MAHKEMESİ : İZMİR BÖLGE ADLİYE MAHKEMESİ 1. HUKUK DAİRESİ
İLK DERECE MAHKEMESİ : FETHİYE 1. ASLİYE HUKUK MAHKEMESİ
Taraflar arasındaki tapu iptali ve tescil istemli dava sonunda İzmir Bölge Adliye Mahkemesi 1. Hukuk Dairesince verilen 01.03.2022 tarihli, 2019/2269 Esas ve 2022/510 Karar sayılı karar, yasal süre içerisinde davacı vekili tarafından duruşma istemli temyiz edilmiş olmakla; duruşma günü olarak saptanan 04/10/2022 Salı günü için yapılan tebligat üzerine temyiz eden davacı ... vekili Avukat ... geldi. Davetiye tebliğine rağmen davalılar ... v.d. vekili gelmedi. Yokluğunda duruşmaya başlandı, süresinde verildiği ve kayıt olunduğu anlaşılan temyiz dilekçesinin kabulüne karar verildikten sonra, gelen vekilin sözlü açıklamaları dinlendi, duruşmanın bittiği bildirildi, iş karara bırakıldı, bilhare dosya incelenerek gereği düşünüldü:
I. DAVA
Davacı mirasbırakanları ...'in maliki olduğu 499 ada 2 parsel sayılı taşınmazını 27/02/2001 tarihinde, 505 ada 63 parsel taşınmazını 02/02/2001 tarihinde, 676 ada 11 parsel taşınmazdaki 1/3 hissesini, 28/08/2001 tarihinde, 557 parsel (yeni 45 ada 5 parsel) taşınmazdaki 3/4 hissesini 28/11/2013 tarihinde satış göstermek suretiyle davalılardan oğlu ...'e, yine murisin adına kayıtlı 1985 parsel (yeni 676 ada 10 parsel) sayılı taşınmazını 28/11/2013 tarihli satış işlemi ile gelini olan diğer davalı ...'e temlik ettiğini, yapılan tüm işlemlerin mirastan mal kaçırma amaçlı ve muvazaalı olduğunu ileri sürerek dava konusu taşınmazların tapu kayıtlarının iptali ile payı oranında adına tesciline karar verilmesini istemiştir.
II. CEVAP
Davalılar, muris ...'in vefatına kadar kendileri tarafından bakıldığını, evlat olarak her türlü vazife ve sorumluluklarını yerine getirdiklerini, davaya konu 499 ada 2 parsel sayılı taşınmazın tarla vasfında olduğunu ve 02/02/2001 tarihinde ...'e babası tarafından satıldığını, aynı tarihte diğer mirasçı ...'ya 1391 sayılı parsel ve davacı ...'e de 688 sayılı parselin satıldığını, 676 ada 11 nolu parselin diğer hissedarlardan satın alındığını, 557 parsel sayılı taşınmazın 3/4 hissesinin ve 1985 parsel sayılı taşınmazın da bedelinin ödenerek alındığını, murisin hayırsever bir insan olduğunu ve bu mallarının gelirini hayır işlerinde kullandığını, ayrıca aile bireylerine de maddi olarak destek olduğunu, murisin terekesindeki malların devrine ilişkin bütün tasarrufların gerçek olduğunu belirterek, davanın reddini savunmuşlardır.
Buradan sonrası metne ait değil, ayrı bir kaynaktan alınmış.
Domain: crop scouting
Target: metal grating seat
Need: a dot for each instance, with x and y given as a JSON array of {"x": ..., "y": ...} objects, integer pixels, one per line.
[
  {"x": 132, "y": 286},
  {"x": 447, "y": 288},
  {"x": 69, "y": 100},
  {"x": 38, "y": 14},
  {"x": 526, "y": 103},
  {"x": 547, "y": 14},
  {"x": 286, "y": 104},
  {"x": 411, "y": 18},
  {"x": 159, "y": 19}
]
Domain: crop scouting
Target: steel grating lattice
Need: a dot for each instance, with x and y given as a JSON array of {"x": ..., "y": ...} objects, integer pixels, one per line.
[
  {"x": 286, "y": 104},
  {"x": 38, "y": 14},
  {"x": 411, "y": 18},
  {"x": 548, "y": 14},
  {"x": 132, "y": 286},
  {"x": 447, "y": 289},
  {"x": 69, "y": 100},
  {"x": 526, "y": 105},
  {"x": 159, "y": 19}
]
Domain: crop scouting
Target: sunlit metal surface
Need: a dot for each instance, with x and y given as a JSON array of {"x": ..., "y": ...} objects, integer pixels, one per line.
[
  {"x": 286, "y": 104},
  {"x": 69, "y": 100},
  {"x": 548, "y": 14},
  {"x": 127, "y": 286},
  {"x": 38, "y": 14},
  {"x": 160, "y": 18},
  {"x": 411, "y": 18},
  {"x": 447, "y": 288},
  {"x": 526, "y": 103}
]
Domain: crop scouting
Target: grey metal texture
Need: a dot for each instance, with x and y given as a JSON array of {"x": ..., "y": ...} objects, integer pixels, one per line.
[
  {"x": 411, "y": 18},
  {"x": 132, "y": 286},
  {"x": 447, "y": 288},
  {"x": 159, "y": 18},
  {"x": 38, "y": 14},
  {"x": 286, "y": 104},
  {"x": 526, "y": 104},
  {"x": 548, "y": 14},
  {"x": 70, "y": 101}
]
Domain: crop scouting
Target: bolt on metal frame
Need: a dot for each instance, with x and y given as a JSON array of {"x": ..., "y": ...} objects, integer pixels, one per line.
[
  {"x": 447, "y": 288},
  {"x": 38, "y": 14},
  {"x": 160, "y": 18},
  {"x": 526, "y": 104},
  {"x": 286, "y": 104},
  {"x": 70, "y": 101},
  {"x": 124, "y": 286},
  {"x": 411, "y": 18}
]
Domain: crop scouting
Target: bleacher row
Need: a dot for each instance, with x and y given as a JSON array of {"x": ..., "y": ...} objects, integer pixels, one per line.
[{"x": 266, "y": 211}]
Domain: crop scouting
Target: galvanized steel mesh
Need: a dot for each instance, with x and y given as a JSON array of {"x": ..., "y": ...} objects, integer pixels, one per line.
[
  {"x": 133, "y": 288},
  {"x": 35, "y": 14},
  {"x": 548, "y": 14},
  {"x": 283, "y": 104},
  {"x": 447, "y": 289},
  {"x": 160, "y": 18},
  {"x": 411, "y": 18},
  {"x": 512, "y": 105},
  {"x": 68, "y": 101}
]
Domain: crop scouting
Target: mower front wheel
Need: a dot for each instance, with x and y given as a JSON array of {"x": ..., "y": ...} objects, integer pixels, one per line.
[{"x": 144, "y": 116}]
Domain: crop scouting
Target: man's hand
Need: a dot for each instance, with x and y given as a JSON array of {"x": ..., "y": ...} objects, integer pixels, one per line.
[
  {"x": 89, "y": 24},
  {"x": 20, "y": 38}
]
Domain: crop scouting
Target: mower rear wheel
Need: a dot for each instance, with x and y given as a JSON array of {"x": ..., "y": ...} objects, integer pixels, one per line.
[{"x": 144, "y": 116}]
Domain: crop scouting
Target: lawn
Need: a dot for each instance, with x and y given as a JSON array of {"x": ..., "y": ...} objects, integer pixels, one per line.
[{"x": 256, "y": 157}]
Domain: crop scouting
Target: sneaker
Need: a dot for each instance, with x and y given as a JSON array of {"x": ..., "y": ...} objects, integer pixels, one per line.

III. İLK DERECE MAHKEMESİ KARARI
Fethiye 1. Asliye Hukuk Mahkemesinin 27/06/2019 tarihli ve 2015/748 E., 2019/368 Karar sayılı kararıyla; davanın niteliği gereği murisin muvazaalı olarak devir yaptığının davacı tarafından ispatlanması gerektiği, keşifte ve sonraki celselerde beyanları alınan davacı tanıklarının, murisin muvazaalı olarak devir yaptığını tutarlı, kuşkudan uzak ve çelişkisiz olarak ortaya koyamadıkları, murisin denkleştirme amacı ile hareket ettiği gerekçesiyle davanın reddine karar verilmiştir.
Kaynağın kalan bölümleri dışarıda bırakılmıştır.